KANANASKIS, Alta. — Grizzly bears across Alberta and southeastern British Columbia could be suffering from harmful levels of stress due to disruptions of habitat, says a team of University of Calgary researchers.

A crew of six students has been comparing satellite images of grizzly terrain to conditions on the ground, creating the most detailed map of its kind in Alberta.

So far, the findings reveal a rapid pace of land development that’s closing in on grizzly turf.

“Seeing the change first-hand, it’s startling how much there is out there in terms of cutblocks and well sites,” graduate student David Laskin, 28, said Wednesday at the University of Calgary’s Kananaskis Field Stations. “It looks like a checkerboard.”

The concern is that bears that must dodge humans, or whose habitat is broken up by roads and other developments, may not be as healthy as bears that roam freely. That could mean effects like fewer cubs being born.

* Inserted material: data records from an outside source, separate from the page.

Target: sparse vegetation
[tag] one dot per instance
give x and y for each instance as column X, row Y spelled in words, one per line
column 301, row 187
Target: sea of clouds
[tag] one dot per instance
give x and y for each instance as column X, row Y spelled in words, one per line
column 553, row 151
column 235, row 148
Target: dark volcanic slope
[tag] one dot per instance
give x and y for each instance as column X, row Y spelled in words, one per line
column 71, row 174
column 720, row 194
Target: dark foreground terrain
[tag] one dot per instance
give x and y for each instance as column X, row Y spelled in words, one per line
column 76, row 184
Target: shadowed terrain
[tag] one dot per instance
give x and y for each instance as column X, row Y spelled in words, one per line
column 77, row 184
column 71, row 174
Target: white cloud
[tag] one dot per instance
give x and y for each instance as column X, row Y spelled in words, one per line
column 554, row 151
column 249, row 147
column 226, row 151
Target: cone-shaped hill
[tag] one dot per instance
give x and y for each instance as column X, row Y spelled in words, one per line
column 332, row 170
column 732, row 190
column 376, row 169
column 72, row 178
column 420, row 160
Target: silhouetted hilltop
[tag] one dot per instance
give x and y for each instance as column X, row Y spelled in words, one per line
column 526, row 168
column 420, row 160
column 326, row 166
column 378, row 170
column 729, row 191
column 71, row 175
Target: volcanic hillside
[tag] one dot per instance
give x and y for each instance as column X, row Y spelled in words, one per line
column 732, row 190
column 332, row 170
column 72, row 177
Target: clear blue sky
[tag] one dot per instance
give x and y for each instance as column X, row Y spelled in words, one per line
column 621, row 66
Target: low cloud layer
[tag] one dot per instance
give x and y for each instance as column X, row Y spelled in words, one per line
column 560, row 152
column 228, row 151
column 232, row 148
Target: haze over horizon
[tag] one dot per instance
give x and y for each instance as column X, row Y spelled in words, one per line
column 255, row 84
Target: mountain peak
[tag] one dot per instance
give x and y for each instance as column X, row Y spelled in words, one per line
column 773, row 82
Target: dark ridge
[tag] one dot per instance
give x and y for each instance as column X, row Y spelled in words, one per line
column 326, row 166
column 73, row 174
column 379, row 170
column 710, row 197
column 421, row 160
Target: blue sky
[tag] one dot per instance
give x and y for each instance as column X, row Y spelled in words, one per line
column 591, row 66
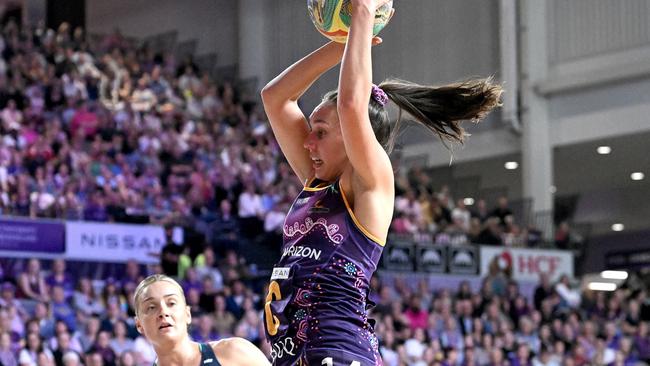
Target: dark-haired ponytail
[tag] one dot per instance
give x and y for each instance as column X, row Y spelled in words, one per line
column 441, row 109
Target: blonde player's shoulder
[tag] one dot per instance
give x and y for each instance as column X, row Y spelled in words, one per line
column 238, row 351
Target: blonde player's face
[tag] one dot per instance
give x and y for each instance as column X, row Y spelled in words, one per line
column 163, row 313
column 325, row 143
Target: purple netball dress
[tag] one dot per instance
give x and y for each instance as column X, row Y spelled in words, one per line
column 315, row 311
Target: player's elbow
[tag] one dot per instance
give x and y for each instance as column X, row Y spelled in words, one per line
column 268, row 93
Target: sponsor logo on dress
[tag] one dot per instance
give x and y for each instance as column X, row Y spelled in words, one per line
column 280, row 273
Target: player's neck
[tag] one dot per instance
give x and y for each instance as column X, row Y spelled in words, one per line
column 185, row 353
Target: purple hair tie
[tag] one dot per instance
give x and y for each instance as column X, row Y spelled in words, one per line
column 379, row 95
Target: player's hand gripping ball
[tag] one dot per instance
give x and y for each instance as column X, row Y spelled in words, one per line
column 332, row 18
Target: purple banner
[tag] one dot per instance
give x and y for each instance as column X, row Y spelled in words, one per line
column 32, row 236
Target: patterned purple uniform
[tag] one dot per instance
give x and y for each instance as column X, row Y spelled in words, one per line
column 315, row 311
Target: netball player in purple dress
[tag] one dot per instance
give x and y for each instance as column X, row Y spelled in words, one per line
column 334, row 233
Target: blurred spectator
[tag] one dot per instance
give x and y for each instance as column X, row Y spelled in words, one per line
column 29, row 354
column 7, row 357
column 31, row 283
column 569, row 297
column 59, row 277
column 502, row 210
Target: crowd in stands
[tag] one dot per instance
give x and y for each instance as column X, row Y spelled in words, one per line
column 115, row 132
column 51, row 317
column 497, row 325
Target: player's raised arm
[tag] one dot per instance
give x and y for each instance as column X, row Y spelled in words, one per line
column 280, row 98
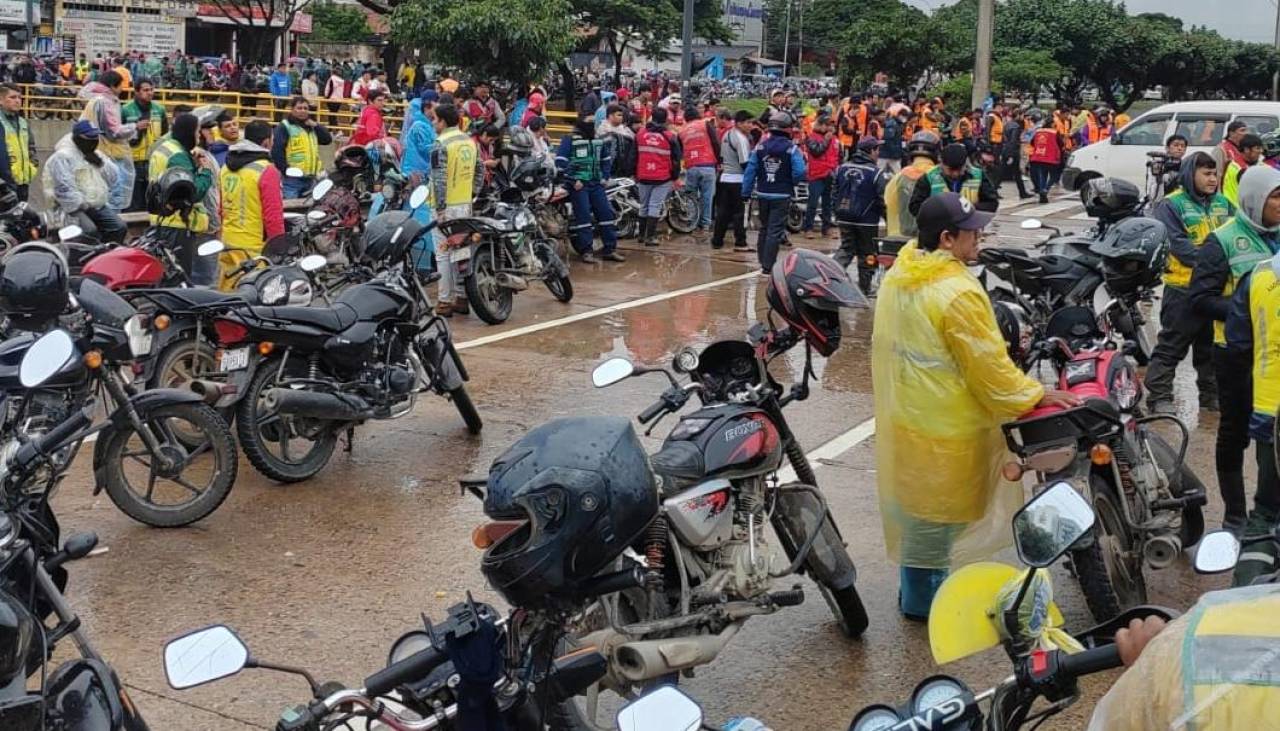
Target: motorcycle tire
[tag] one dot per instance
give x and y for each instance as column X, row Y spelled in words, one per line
column 141, row 508
column 1101, row 581
column 252, row 438
column 467, row 410
column 490, row 301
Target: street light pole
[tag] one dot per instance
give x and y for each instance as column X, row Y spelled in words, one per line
column 982, row 63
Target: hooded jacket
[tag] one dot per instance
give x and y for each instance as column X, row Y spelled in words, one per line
column 944, row 384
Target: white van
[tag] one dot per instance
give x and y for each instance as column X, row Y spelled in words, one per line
column 1202, row 123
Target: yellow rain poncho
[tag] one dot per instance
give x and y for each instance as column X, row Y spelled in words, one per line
column 944, row 384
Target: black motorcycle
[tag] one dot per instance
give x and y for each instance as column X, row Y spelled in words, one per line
column 81, row 694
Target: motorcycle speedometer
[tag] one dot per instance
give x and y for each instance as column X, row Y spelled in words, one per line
column 874, row 718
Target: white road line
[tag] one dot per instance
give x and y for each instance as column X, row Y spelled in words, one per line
column 833, row 448
column 589, row 314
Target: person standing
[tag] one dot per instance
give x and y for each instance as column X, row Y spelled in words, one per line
column 296, row 144
column 944, row 383
column 586, row 161
column 17, row 145
column 859, row 187
column 658, row 156
column 144, row 106
column 730, row 209
column 772, row 172
column 1230, row 252
column 456, row 176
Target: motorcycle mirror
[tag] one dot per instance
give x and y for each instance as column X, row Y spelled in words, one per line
column 45, row 357
column 1050, row 524
column 417, row 199
column 611, row 371
column 321, row 190
column 662, row 709
column 211, row 247
column 204, row 656
column 312, row 263
column 1217, row 552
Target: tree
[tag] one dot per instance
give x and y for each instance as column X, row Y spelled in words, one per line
column 512, row 40
column 338, row 23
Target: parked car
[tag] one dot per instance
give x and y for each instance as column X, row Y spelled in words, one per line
column 1203, row 123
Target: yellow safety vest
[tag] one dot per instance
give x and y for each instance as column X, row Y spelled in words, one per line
column 17, row 138
column 164, row 151
column 302, row 150
column 460, row 167
column 242, row 208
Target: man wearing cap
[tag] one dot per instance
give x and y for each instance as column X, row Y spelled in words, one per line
column 955, row 174
column 944, row 384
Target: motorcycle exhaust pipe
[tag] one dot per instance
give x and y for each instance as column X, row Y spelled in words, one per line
column 1161, row 551
column 648, row 659
column 312, row 405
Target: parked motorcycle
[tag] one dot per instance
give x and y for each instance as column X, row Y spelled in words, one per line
column 987, row 604
column 1147, row 499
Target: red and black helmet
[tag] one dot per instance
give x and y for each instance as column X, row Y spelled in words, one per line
column 808, row 289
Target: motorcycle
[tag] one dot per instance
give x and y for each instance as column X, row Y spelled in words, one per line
column 984, row 604
column 1147, row 499
column 707, row 561
column 85, row 693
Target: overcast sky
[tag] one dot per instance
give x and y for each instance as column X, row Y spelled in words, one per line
column 1246, row 19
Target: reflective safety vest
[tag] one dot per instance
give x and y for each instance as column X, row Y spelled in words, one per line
column 968, row 188
column 132, row 112
column 242, row 208
column 159, row 161
column 460, row 167
column 17, row 137
column 302, row 150
column 1244, row 249
column 1200, row 222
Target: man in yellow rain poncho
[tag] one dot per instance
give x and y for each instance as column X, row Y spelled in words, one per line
column 944, row 384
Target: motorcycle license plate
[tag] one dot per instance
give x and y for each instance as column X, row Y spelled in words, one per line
column 233, row 360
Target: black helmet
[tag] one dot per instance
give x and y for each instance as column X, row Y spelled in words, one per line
column 1134, row 252
column 388, row 236
column 33, row 284
column 1110, row 199
column 808, row 289
column 586, row 492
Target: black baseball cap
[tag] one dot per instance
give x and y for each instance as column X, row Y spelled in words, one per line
column 947, row 211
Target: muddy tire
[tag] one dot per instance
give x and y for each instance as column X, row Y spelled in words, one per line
column 126, row 447
column 256, row 429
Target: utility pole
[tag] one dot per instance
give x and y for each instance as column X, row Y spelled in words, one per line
column 982, row 63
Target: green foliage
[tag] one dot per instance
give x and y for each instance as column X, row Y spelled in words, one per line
column 512, row 40
column 338, row 23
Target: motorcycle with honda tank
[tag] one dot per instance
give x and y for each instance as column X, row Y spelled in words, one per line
column 707, row 561
column 987, row 604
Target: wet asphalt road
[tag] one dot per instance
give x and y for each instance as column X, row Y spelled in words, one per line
column 325, row 575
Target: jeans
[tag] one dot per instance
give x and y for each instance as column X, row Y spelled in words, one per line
column 819, row 190
column 295, row 187
column 118, row 199
column 703, row 179
column 728, row 213
column 593, row 200
column 773, row 229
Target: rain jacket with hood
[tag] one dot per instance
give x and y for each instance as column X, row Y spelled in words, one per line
column 1189, row 218
column 944, row 384
column 74, row 182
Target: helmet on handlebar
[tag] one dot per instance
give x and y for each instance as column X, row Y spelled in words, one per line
column 807, row 289
column 584, row 492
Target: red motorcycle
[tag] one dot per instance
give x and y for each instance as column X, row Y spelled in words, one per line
column 1147, row 499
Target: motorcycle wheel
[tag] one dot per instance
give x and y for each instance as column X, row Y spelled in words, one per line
column 214, row 457
column 257, row 429
column 1110, row 581
column 490, row 300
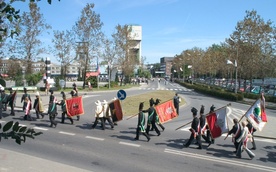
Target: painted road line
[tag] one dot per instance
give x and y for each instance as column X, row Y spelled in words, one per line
column 221, row 160
column 94, row 138
column 66, row 133
column 39, row 128
column 129, row 144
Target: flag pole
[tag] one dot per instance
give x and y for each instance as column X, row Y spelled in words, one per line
column 248, row 110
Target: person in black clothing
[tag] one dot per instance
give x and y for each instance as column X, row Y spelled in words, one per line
column 52, row 109
column 11, row 101
column 152, row 118
column 195, row 130
column 141, row 123
column 236, row 133
column 252, row 130
column 37, row 107
column 62, row 103
column 4, row 98
column 203, row 125
column 157, row 121
column 176, row 101
column 24, row 97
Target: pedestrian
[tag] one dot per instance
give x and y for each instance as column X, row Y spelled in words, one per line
column 252, row 130
column 203, row 125
column 152, row 118
column 236, row 133
column 75, row 93
column 1, row 103
column 24, row 97
column 4, row 98
column 141, row 123
column 195, row 130
column 28, row 108
column 52, row 110
column 176, row 101
column 242, row 140
column 107, row 113
column 157, row 120
column 62, row 103
column 11, row 101
column 99, row 112
column 39, row 109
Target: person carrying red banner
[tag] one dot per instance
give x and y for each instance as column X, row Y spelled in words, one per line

The research is part of a multidisciplinary project that began in 1999. This year, an additional $4 million in funding has been committed through 2011 by the provincial and federal governments, and companies such as Petro-Canada, Shell Canada and Talisman Energy.

U of C geography professor Greg McDermid has been involved since 2003 and is leading this year’s group of students.

“If you live in Calgary and drive to Banff occasionally, you have no idea what’s going on in public lands,” he said. “The amount of oil and gas development and new roads and cutblocks is unbelievable. There’s 30,000 new oil and gas well sites going into the province in the next year.”

David Pryce, vice-president of Western Canada operations for the Canadian Association of Petroleum Producers, said the industry is doing its part.

“Clearly we need to have access to get at the resource, so we need to find ways to minimize the access needs, and that’s the integrated land management planning process,” said Pryce.

There are an estimated 700 bears in Alberta.